La prima e la più importante di queste valutazione consiste nel rimarcare una linea di principio dell’Alto Consesso secondo cui la quantificazione per equivalente del danno, in caso di omessa o ritardata assunzione, ha come presupposto non un’astratta ipotesi di mancata erogazione degli elementi retributivi e contributivi ma una certa e documentabile serie di pregiudizi di natura patrimoniale e non, direttamente riconducibili alla condotta omissiva o ritardataria del datore di lavoro, qualificata come illecita anche dalla Suprema Corte a più riprese a sezioni unite con n. 62282 del 14.12.2007 e n. 1324 del 21.12.2000.
Ad esclusione e precisazione, di seguito e logicamente, la Sezione, richiamando analoga giurisprudenza amministrativa, nel caso di specie ha valutato che il ricorrente, non avendo dovuto impegnare le proprie energie in assenza di costanza di lavoro, nell’esclusivo interesse della Amministrazione, ma ha potuto curare interessi di altra specie, sia sul piano lavorativo che della propria elevazione professionale e culturale, anche per poter acceder ad altro tipo d’impiego, in applicazione del combinato disposto degli artt. 2056 c 1° e 2° comma e 1226 del c.c. ha sofferto un danno pari solo al 50 % delle retribuzioni previste per la qualifica, non quella in cui si trovava al momento del provvedimento amministrativo, bensì quella che avrebbe avuta conferita se non fosse intervenuto il provvedimento impugnato, sanando indirettamente la così detta perdita da chanche, diversamente indicata e chiesta dal ricorrente.
Definitivamente e conseguenzialmente la decisione è stata estesa anche all’obbligo per l’Amministrazione di regolarizzare la posizione contributiva e previdenziale del richiedente, oltre la rivalutazione monetaria e gli interessi legali sulle somme dovute ed indicate al 50% delle retribuzioni della paga ordinaria ed al rateo di 13 mensilità per la medesima percentuale.
Diversamente, ribadendo un principio di effettività della prestazione lavorativa, il Consiglio di Stato ha stabilito, in detta occasione, che non spetta il riconoscimento di somme per festività, ferie non godute ed indennità varie, in quanto le stesse presuppongono una costanza di attività di servizio e che per tanto non è possibile, un riconoscimento e una conseguente quantificazione del danno su una fictio juris.
Infine, nel respingere la domanda volta al riconoscimento di una perdita di chanche il Consiglio di Stato afferma, ancora una volta, che la perdita è strettamente collegata all’offerta di elementi probatori significativi della supposta realizzazione di quello che era alla base delle aspirazioni interrotte, non essendo sufficiente il calcolo probabilistico che le stesse si possano verificare.

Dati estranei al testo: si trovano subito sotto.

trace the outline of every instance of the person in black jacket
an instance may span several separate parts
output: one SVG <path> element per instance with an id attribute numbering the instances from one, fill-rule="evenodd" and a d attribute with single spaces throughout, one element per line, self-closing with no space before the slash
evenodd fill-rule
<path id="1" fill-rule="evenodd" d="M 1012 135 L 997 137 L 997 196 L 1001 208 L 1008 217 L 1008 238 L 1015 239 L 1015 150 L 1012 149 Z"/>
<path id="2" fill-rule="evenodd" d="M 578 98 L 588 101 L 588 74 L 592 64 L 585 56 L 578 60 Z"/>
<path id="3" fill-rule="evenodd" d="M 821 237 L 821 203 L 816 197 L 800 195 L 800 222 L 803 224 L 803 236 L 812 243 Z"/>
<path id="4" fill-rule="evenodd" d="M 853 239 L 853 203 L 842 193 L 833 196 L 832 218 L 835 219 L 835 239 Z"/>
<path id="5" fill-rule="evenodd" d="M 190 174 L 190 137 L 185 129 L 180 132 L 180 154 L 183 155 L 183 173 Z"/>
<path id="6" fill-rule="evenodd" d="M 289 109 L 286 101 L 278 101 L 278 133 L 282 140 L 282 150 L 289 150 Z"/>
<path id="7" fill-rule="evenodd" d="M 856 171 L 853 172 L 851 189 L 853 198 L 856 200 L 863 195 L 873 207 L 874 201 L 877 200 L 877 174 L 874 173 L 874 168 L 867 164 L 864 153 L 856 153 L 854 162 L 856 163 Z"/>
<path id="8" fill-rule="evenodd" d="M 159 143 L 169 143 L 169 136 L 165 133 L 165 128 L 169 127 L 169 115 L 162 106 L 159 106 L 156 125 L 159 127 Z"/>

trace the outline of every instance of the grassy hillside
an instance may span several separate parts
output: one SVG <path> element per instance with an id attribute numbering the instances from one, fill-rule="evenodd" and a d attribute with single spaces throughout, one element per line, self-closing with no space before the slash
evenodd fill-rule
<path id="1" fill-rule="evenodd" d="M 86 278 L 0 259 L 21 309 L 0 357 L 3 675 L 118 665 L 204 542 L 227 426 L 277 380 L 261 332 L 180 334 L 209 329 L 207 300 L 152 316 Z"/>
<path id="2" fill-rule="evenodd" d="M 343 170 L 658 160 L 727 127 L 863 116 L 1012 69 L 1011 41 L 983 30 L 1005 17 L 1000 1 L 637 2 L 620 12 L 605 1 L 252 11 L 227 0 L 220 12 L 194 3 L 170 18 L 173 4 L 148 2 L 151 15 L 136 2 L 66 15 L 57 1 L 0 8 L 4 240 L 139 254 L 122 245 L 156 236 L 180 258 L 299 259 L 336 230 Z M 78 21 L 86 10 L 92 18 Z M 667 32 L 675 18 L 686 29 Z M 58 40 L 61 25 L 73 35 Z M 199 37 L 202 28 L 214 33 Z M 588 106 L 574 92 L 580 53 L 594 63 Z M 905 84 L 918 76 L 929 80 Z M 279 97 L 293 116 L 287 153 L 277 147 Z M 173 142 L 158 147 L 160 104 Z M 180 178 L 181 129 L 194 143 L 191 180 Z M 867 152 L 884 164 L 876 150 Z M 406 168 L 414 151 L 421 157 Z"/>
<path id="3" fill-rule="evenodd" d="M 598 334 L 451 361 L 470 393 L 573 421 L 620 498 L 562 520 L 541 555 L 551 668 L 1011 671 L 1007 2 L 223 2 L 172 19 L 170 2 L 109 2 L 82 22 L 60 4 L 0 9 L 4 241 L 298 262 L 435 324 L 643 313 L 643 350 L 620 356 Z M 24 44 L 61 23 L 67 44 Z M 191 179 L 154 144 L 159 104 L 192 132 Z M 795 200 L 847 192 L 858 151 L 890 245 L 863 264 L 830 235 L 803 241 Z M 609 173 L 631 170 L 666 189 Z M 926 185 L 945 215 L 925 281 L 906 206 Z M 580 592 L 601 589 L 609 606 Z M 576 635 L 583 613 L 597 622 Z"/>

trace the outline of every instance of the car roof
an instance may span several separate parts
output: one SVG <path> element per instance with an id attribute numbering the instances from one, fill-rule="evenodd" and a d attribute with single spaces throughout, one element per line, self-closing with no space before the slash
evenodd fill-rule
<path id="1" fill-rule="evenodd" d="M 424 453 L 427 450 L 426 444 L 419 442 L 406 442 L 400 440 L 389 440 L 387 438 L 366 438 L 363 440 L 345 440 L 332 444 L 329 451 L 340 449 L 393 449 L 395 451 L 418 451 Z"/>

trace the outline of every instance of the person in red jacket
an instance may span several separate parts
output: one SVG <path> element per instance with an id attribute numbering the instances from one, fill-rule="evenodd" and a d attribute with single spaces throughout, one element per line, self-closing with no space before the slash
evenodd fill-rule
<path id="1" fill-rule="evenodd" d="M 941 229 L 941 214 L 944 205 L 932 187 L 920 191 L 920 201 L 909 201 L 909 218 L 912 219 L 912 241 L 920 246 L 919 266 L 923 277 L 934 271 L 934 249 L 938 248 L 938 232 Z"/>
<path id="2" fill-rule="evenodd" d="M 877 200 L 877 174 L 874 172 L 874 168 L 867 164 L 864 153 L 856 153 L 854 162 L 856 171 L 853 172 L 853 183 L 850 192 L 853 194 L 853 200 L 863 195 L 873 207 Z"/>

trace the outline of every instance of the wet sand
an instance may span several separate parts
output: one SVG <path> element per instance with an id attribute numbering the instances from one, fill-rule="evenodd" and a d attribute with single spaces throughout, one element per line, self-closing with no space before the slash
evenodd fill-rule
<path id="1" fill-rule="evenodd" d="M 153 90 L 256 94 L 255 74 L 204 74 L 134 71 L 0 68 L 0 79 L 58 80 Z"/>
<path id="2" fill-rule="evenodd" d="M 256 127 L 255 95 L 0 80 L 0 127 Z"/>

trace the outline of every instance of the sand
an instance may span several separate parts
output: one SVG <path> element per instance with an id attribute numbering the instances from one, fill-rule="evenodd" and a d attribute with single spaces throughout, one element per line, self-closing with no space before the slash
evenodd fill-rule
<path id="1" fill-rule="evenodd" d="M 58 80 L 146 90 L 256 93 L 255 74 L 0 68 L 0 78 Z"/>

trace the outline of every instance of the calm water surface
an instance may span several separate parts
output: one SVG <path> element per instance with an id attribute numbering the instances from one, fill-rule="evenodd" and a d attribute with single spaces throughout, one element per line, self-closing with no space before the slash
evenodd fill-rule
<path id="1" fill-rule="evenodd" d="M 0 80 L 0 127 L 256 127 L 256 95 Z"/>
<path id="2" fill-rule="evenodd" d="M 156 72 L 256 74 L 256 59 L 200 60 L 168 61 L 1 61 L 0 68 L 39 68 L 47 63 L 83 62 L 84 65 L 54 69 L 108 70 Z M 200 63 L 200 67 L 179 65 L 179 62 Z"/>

Sullo stesso piano dell’oggettività ed effettività dell’allegata attività probatoria il Supremo Consesso ha valutato il danno biologico, di cui il ricorrente ha chiesto il riconoscimento, decidendo che lo stesso trova riconoscimento laddove si riscontri una straordinaria sequela di eventi che devono incidere negativamente e significativamente nell’aspettative di vita dell’individuo e che superino la soglia di normale tollerabilità nelle persone.
Insomma si deve riconoscere, a questa sentenza, la peculiarità di avere sintetizzato e reso, sul piano dei principi giuridici e giurisprudenziali in materia di danno e risarcimento, un quadro generale di orientamento la cui efficacia sarà determinante in futuro per tutti, sia ricorrenti che appellanti della G.A., avendo assunto essa quella connotazione di sentenza pilota ben più nota come figura giuridica presso la Corte Europea dei Diritti dell’Uomo.